Then (and this is one of my current little obsessions) compare and contrast it with 'Hinterlands' by William Gibson - two stories written in completely different eras by writers using completely different paradigms - and see how much they have in common. Blows my mind, man..
Even taken as pure Science Fiction,'The Shadow out of Time' and 'The Colour out of Space' are still amazingly ahead of their time.
And Traz, complaining that Lovecraft was a bad writer and that his stories aren't 'scary' in the conventional sense is really missing the point.
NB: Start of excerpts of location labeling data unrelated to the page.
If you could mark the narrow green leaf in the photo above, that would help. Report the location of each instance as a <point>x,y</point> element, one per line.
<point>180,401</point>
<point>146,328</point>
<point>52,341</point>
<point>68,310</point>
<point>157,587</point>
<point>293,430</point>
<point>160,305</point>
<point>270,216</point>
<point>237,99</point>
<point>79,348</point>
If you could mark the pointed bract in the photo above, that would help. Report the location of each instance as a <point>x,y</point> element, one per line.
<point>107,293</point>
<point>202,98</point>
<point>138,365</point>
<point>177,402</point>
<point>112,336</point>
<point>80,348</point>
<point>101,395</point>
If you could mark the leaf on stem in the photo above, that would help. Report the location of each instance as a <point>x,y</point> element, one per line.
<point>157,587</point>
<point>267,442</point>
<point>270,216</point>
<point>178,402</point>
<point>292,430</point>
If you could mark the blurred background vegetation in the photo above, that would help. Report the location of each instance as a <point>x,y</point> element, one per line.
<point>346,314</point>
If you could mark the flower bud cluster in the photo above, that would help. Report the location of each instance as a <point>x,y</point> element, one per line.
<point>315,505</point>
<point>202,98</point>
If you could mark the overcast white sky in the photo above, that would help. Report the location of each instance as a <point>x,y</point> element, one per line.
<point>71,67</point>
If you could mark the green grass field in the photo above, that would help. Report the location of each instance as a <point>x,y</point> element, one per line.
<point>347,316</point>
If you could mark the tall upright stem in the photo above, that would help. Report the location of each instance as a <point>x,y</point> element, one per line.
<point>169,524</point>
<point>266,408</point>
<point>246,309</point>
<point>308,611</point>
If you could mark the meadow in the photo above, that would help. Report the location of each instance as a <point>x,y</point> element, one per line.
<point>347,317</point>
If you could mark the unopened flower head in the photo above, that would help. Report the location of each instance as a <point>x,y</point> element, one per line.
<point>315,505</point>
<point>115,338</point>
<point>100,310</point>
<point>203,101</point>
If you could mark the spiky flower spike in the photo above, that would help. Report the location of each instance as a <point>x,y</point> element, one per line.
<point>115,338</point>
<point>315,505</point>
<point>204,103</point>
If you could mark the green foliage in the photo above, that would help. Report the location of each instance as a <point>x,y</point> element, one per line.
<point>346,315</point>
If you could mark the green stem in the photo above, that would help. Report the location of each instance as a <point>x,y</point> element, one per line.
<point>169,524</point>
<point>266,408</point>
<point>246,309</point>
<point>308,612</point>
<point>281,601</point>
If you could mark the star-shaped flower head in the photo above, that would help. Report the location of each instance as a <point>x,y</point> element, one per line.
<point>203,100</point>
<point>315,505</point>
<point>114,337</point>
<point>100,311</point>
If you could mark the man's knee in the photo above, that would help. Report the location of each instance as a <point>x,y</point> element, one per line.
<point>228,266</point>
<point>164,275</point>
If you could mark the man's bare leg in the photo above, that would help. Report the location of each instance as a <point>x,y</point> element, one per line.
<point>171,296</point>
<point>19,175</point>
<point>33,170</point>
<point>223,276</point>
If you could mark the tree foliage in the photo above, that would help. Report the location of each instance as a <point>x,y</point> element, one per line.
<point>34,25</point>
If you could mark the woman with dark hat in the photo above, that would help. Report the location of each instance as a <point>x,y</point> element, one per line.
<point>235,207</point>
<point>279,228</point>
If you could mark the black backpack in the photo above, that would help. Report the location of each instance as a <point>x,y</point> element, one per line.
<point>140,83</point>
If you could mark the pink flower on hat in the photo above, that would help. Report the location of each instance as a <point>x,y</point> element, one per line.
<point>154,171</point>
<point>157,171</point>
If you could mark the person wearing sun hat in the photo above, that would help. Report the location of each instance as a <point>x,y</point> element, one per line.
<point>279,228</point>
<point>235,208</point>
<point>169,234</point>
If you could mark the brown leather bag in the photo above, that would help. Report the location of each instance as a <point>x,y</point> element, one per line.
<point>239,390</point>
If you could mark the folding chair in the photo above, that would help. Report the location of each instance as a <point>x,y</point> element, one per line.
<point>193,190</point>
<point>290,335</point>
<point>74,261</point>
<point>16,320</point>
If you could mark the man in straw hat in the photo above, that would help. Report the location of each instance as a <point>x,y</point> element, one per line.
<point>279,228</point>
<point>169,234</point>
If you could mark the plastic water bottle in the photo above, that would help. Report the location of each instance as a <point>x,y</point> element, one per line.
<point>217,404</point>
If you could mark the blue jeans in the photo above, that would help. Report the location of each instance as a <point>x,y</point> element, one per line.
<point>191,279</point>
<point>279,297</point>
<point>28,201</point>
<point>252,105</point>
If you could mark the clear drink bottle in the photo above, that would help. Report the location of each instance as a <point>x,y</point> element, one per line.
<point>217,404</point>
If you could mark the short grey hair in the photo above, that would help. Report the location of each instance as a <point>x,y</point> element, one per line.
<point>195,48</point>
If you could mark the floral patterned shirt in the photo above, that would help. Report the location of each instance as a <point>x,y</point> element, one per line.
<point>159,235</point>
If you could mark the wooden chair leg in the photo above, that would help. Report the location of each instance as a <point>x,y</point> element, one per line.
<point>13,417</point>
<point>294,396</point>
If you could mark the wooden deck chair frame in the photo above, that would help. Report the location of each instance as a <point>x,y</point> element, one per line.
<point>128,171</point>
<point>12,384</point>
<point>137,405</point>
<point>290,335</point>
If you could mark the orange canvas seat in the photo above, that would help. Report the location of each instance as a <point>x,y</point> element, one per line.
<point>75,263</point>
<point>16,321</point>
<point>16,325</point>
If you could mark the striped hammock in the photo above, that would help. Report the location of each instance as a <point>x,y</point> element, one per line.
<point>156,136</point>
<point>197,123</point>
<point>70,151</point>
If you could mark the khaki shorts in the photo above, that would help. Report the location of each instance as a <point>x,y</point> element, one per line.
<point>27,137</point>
If you analyze his stories in an Enlgish Literature class manner, he certainly IS a bad writer, possibly one of the worst writers ever. But you've got to ignore his impossibly clunky language, wooden characters and poorly set up narratives and concentrate on the things that make him such a .. fucking essential writer of the weird, cult variety:
The endless academic mystery and unguessed at cosmic horror presented by the hints we get of the cthulhu mythos, the acres upon acres of seething, repressed sub-texts waiting to be explored - the disguised sexual, racial, political, technological fears hinted at in the text (see Morrison's story 'Lovecraft in Heaven' for a good examination of those), the..
..I say, I'm starting to come over all Lovcraftian myself in these poorly written paragraphs, best stop.
O, yeah, and the best thing of all - Lovecraft's refusal to reveal how much of it he made up, how much of it came to him in dream-visions and how much was based on genuine occult folklore .. the fear that one day you too might stumble upon a 300 year old copy of Unaussprechlichen Kulten in an antiquarian bookstore, or that the impossible angles of Ry'leh might start to invade your dreams, or that you might be browsing in a museum and come across a certain strangely familiar Polynesian idol..
"Of course," says a wizened old professor in a mythos story I remember reading somewhere, "you may have heard these words before in comic books or pulp magazine stories. The writers often read manuscripts like these, and used the truth to inspire ideas for their fiction!"